6 doods made it out for a recovery workout on a balmy 50 degree morning. I wanted to offer some options for the Pax that hurt themselves this week to still get out and enjoy the glorious gloom. Baby was tricked by Mother Nature into joining us because the rain didn’t start in earnest until we were well underway.
- Dynamic warmup:
- High Knees
- BFAC x 10 IC forward and Reverse
- TTT x 10 IC
- SLOW Merkins x 10
Mosey to the top of the hill.
Confession time: I love me a Kilo 5K (thanks, Rudy for introducing it), which is 1000 reps and 5k worth of running. However, few doods can complete it on time (myself included). So I came up with a lazier version. You can take the lazy exercise for recovery (no shame in that!) or the non-lazy option if you’re feeling fresher than I am today.

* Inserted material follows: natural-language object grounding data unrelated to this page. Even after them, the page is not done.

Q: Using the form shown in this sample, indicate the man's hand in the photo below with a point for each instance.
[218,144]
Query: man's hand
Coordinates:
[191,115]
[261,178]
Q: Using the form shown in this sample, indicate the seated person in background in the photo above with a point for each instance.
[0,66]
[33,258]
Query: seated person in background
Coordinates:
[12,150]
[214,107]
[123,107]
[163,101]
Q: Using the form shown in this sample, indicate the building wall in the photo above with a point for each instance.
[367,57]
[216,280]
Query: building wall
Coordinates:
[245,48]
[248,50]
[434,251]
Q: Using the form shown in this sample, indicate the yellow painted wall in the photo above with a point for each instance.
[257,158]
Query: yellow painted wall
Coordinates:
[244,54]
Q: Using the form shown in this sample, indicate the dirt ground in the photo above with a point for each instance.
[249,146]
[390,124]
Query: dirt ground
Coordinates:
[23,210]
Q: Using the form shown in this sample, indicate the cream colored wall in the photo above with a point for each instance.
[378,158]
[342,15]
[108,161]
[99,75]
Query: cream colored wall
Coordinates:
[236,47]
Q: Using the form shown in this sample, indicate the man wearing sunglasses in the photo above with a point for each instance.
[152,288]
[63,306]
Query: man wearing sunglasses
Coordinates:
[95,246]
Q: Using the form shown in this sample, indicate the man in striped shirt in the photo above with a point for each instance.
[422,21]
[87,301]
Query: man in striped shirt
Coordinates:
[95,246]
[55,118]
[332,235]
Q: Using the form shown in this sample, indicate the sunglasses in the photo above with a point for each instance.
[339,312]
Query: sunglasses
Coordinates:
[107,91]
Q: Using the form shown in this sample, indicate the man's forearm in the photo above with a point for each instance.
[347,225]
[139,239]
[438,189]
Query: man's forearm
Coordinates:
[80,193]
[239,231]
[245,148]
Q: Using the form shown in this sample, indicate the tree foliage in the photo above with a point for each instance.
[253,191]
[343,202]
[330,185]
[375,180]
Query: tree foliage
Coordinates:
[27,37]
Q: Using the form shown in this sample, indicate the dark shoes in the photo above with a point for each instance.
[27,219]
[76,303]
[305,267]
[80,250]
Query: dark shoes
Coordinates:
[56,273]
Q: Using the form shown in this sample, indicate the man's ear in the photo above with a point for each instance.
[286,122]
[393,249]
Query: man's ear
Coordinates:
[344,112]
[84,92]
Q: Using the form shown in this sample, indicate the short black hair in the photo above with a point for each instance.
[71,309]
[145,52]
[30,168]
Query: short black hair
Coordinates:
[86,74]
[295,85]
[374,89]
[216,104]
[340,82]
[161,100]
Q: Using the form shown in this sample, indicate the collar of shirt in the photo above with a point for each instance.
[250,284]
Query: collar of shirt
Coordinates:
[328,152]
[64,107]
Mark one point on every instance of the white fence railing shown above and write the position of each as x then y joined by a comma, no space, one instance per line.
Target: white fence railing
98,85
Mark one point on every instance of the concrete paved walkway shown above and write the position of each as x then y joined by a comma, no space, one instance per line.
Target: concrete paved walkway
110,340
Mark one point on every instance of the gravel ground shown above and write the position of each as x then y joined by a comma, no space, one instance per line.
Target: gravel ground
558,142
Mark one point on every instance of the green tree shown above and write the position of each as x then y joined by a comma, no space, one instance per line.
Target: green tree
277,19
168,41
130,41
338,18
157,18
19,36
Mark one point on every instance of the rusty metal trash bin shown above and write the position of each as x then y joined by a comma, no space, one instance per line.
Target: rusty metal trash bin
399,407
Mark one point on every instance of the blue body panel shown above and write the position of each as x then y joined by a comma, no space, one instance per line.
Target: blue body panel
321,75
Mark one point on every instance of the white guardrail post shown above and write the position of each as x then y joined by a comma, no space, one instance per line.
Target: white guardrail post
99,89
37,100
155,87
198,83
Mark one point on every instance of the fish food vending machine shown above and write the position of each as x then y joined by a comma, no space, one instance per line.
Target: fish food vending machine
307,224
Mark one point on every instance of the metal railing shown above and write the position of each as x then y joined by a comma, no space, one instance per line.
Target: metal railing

Station 1 is at the top of the hill, station 2 is at the bottom of the hill, .125 miles away. 5 sets of exercises at the top, then 5 at the bottom and running back is 1 lap. 10 laps – 1000 reps and 4k of running.
Station 1: Lazy | Non-Lazy
10 Merkins | 10 Diamond Merkins
10 Heels to Heaven | 10 Heels to Heaven IC
10 Monkey Humpers | 10 Baryshnikov Squats
10 Squats | 10 Jump Squats
10 SSH IC | 10 Burpees
Station 2: Lazy | Non-Lazy
10 lunges | 10 lunges IC
10 pickle pounders | 10 single-leg PP (1 ct rt leg)
10 dry docks | 10 chicken peckers
10 plank jacks (2 ct) | 10 Peter parkers
10 BBSU | 10 V-ups
40 flutter kicks IC. No doods finished the lazy 4k, though some took harder options on the exercises. We’ll be doing this one again for sure!